We tested with three plausible goals — "click the URL bar to focus it", "click the New Tab button at the top of the Chromium window", "click anywhere in the center of the visible window". Per-step coordinates were sensible, screenshots changed turn-to-turn, but claude-haiku-4.5 (and similar small/cheap vision models) hit max_steps: 10 with completed: false every time. The model could see the screenshot. It couldn't decide whether the click had succeeded.

The actual problem

Computer-use agents have two distinct sub-problems:

  1. Where to click — a generative task. Look at a screenshot, propose a coordinate. Vision models do this passably.
  2. Did it work? — a discriminative task. Compare pre-action and post-action state, decide whether the goal is achieved. Vision models do this badly, especially at the cheap-and-fast end of the model market.

Today's agent loops conflate the two. The same model that proposed the click is asked, on the next turn, "given the new screenshot, are you done?" The model is conservative: small visual changes (a focus highlight, a cursor blink one frame past the screenshot capture) are easy to miss, and "I'm not sure" reads to the model as "keep trying", not "emit done".

Anthropic's own computer-use docs acknowledge this: even the strongest vision models struggle with did-my-click-work.

Why this isn't a helmdeck problem to solve

We could keep iterating in helmdeck core — better prompt nudges, two-shot click confirmation, an extra screenshot pass per turn. We've enumerated those approaches in #112's "Avenues to research" section and we'll probably try them in some order.
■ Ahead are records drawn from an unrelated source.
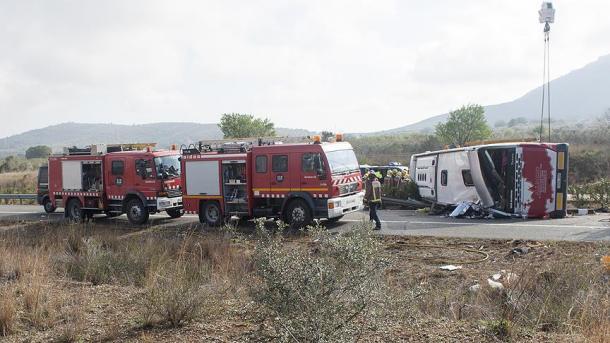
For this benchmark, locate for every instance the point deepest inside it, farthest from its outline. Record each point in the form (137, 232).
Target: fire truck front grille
(349, 188)
(172, 193)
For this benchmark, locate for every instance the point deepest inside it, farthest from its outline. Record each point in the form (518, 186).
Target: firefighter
(373, 198)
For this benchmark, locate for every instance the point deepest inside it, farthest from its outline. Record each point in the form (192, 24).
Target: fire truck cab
(294, 182)
(132, 179)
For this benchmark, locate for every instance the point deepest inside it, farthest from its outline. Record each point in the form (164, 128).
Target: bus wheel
(137, 213)
(175, 212)
(48, 205)
(74, 211)
(298, 214)
(210, 213)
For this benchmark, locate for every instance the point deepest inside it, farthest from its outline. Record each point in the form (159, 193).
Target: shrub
(320, 293)
(103, 261)
(177, 292)
(600, 192)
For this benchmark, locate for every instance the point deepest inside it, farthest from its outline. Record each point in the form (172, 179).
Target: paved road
(402, 222)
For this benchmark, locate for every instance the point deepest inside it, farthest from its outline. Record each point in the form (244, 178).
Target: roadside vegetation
(106, 283)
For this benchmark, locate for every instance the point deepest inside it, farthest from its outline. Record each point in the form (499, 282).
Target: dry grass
(18, 182)
(95, 282)
(8, 311)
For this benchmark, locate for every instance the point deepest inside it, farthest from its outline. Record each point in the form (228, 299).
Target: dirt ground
(432, 311)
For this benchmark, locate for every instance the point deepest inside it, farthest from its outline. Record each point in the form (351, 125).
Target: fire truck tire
(210, 213)
(137, 213)
(557, 214)
(298, 214)
(74, 211)
(175, 213)
(334, 220)
(48, 205)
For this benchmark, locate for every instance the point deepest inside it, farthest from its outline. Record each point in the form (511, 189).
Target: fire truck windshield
(168, 167)
(342, 161)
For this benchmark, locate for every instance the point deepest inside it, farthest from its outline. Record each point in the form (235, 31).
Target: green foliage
(236, 125)
(579, 194)
(38, 151)
(600, 192)
(399, 186)
(327, 136)
(517, 122)
(465, 124)
(323, 292)
(379, 150)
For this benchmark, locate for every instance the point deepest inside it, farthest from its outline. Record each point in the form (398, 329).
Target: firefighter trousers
(373, 214)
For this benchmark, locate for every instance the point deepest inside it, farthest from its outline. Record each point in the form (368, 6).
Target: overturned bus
(519, 179)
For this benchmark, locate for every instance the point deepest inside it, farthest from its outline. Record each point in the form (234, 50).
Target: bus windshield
(168, 167)
(342, 161)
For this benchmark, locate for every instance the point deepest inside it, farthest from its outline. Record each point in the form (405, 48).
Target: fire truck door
(115, 176)
(261, 175)
(312, 172)
(280, 180)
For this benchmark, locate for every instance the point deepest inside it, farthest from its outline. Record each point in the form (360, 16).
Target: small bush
(177, 291)
(321, 293)
(102, 261)
(500, 328)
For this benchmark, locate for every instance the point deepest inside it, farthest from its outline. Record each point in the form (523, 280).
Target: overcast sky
(340, 65)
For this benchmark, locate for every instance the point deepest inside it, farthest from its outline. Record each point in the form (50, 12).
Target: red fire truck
(294, 182)
(116, 179)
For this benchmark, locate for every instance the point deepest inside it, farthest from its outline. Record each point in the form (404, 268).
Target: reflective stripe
(376, 192)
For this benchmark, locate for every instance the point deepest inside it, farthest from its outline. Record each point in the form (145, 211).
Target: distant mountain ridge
(581, 95)
(80, 134)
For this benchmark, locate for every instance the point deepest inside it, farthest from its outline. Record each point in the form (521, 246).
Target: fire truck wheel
(48, 205)
(334, 220)
(210, 214)
(175, 213)
(75, 211)
(298, 214)
(112, 214)
(137, 213)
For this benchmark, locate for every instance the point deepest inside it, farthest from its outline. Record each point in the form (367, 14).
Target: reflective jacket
(373, 191)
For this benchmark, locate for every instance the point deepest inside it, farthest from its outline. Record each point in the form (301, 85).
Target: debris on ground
(505, 276)
(474, 210)
(494, 284)
(606, 262)
(450, 267)
(519, 251)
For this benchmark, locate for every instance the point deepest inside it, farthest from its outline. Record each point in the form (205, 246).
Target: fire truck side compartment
(71, 173)
(202, 177)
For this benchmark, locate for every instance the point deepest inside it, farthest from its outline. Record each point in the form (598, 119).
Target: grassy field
(100, 282)
(18, 183)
But the underlying problem is bigger than any one agent platform. It's a missing layer in the open agent ecosystem. Every framework that ships a click_anywhere-shaped tool — LangChain, AutoGen, OpenAI Operator, Anthropic Computer Use, Gemini CLI's experimental computer-use mode, OpenInterpreter, Browser-use — is fighting the same bug.

The right fix is separation of concerns. The action layer generates intent. A separate, deterministic verification layer decides whether the intent succeeded. The verification layer needs to be cheap, fast, and not a frontier-model call — otherwise we just shifted the cost.

That's not one project. That's at least five.

Five projects waiting for someone to build them

Each is filed as a helmdeck issue, but none of them need to live in helmdeck. They're standalone open-source projects that helmdeck (and every other agent framework) would happily integrate with via MCP or a well-shaped CLI.

1. OpenCVD — Open Computer-Vision Done-detector

The bet: A standalone, lightweight visual verification engine. Takes a pre-action screenshot, the intended action ("click URL bar"), and a post-action screenshot. Returns a binary SUCCESS / FAILURE with a confidence score — using fine-tuned small-parameter vision models (OmniParser variants, fine-tuned Florence-2) or traditional CV heuristics (structural similarity, focus-ring detection, multi-frame cursor-blink sampling).

Why it's a separate project, not a helmdeck PR: Verification is useful to every agent framework, not just helmdeck. The natural shape is a small server that exposes one endpoint (or one MCP tool) — verify(pre_screenshot, action, post_screenshot) → {success, confidence} — and lets every agent platform plug it in.

Who would build it: Computer-vision researchers, QA-automation engineers, agentic-framework maintainers.

Tracked at: helmdeck#… (issue link below).

2. helmdeck verify MCP server

The bet: A dedicated MCP server with explicit assertion tools — assert_element_focused, assert_text_visible, await_visual_change, compare_screenshots. The agent's prompt structure shifts from "do this and tell me when you're done" to "do this, then call the verify tool to check".

This formalizes "two-shot click confirmation" from #112's avenue (E) into a typed tool call instead of a system-prompt instruction.

Why it's separate: It's an MCP server. It composes with helmdeck (and any other MCP-aware agent), and the toolset evolves on a different cadence than helmdeck's pack schemas.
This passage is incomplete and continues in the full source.